Locating performative acts by and for the camera, Huerta gives us an interdisciplinary book that frames photographic material as crucial to how we understand artistic authorship culturally. 

The lens Huerta provides allows the reader to make connections between the development of property rights and the effects of juridical power on photographic mediums. We return to the law as a series of interpretations that mobilize and give form to the photograph. Locating performative acts by and for the camera, Huerta gives us an interdisciplinary book that frames photographic material as crucial to how we understand artistic authorship culturally. 

With playfulness and wit, she weaves queer performance theory with legal text making this an excellent read for scholars of theater, arts, and law. Zooming in on theories of the “optical unconscious,” which code a photo’s magic value with particular regard to a “legal unconscious,” Huerta offers a parallel to Fredric Jameson’s “political unconscious.” Arguing that juridical understandings of expression in photographs should be considered within the colonial dispossessions of their make and that photos even rely on these dispossessions for their existence and meaning. That being said, this book is for the deep reader who loves a good, thick footnote and a mouthful of theory. 

With playfulness and wit, [Huerta] weaves queer performance theory with legal text making this an excellent read for scholars of theater, arts, and law.

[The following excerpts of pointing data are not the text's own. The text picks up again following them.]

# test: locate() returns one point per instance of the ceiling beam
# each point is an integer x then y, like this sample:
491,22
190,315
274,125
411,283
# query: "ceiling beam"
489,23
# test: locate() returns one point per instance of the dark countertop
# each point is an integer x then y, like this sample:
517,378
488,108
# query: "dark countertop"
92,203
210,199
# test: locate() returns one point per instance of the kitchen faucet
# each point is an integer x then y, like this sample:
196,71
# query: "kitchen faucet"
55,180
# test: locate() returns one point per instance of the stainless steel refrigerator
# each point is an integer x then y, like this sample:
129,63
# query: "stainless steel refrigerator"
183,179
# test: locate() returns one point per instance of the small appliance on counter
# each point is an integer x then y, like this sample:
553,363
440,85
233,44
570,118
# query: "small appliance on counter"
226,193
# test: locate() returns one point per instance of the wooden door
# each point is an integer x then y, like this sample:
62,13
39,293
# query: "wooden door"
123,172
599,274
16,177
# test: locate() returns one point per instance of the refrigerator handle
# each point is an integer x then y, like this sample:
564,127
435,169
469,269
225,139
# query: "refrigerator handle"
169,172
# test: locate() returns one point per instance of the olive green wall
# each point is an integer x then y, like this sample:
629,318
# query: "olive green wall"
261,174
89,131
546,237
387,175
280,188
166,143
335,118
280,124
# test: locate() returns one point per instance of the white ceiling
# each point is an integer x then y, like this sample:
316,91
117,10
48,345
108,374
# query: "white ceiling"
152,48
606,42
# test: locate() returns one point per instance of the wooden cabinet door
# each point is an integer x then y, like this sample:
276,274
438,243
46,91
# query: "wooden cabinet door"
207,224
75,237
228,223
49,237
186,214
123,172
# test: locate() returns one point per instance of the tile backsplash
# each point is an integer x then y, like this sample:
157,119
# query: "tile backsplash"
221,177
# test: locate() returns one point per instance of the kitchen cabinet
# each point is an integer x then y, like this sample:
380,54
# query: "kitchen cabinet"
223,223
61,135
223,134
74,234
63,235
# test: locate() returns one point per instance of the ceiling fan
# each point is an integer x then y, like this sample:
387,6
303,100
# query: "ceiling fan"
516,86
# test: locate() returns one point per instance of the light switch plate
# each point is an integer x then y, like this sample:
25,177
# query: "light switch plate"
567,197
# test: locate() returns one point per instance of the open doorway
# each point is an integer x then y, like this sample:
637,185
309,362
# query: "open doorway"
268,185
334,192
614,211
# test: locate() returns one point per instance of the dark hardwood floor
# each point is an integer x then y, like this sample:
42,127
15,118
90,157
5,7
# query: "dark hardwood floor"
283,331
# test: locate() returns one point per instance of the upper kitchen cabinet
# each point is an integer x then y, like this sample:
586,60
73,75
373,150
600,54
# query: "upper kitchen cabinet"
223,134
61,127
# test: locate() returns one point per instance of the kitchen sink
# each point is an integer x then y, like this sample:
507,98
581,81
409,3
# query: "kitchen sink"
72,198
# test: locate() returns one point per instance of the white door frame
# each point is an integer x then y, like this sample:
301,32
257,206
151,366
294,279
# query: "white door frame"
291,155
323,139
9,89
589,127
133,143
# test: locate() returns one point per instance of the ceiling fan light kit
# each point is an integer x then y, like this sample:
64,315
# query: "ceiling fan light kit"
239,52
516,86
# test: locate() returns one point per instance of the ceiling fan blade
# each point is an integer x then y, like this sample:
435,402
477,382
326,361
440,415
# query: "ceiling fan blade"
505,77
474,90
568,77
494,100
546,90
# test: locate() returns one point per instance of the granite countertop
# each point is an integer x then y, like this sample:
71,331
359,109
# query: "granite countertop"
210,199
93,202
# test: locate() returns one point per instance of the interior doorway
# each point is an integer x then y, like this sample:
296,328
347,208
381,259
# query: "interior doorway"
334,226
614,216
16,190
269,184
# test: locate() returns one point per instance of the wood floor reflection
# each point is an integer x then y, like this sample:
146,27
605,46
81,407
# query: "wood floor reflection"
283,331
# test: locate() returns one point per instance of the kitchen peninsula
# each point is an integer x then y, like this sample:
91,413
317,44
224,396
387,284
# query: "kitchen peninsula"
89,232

Giving light on photography’s place within a “racial regime of ownership” where ownership results from legal justifications bound to private property, she uses examples like the portraits of Oscar Wilde taken by photographer Napoleon Sarony. Shot eight years before Wilde’s work The Portrait of Dorian Gray, the Irish satirist was a minor celebrity at the time, only known as a great conversationalist. (One can guess that sitting for these photos was of some inspiration?) The photos (ca 1882) ended up shaping photographic law as we know it. The photo was so charming that a men’s clothing store company paid for more prints from the Burrow-Giles Lithographic Co. without Sarony’s permission- distributing over 85,000 copies by the time of the suit. This was during a period when many questioned the creative possibility of the photograph as art, all of which, in turn, dictated who would benefit from its reproduction. It is so fascinating to see the bones of copyright law in a photograph– especially one of a sitter whose queer, raced body was so utterly desired- so much so that copies of it caused a legal battle. 

The Unintended; Photography, Property and the Aesthetics of Racial Capitalism is full of vignettes on the law of photography, like that of Wilde’s, giving us a queer history of the object of the photo in circulation. As a thing that moves, whose movement has serious monetary value and legal consequences.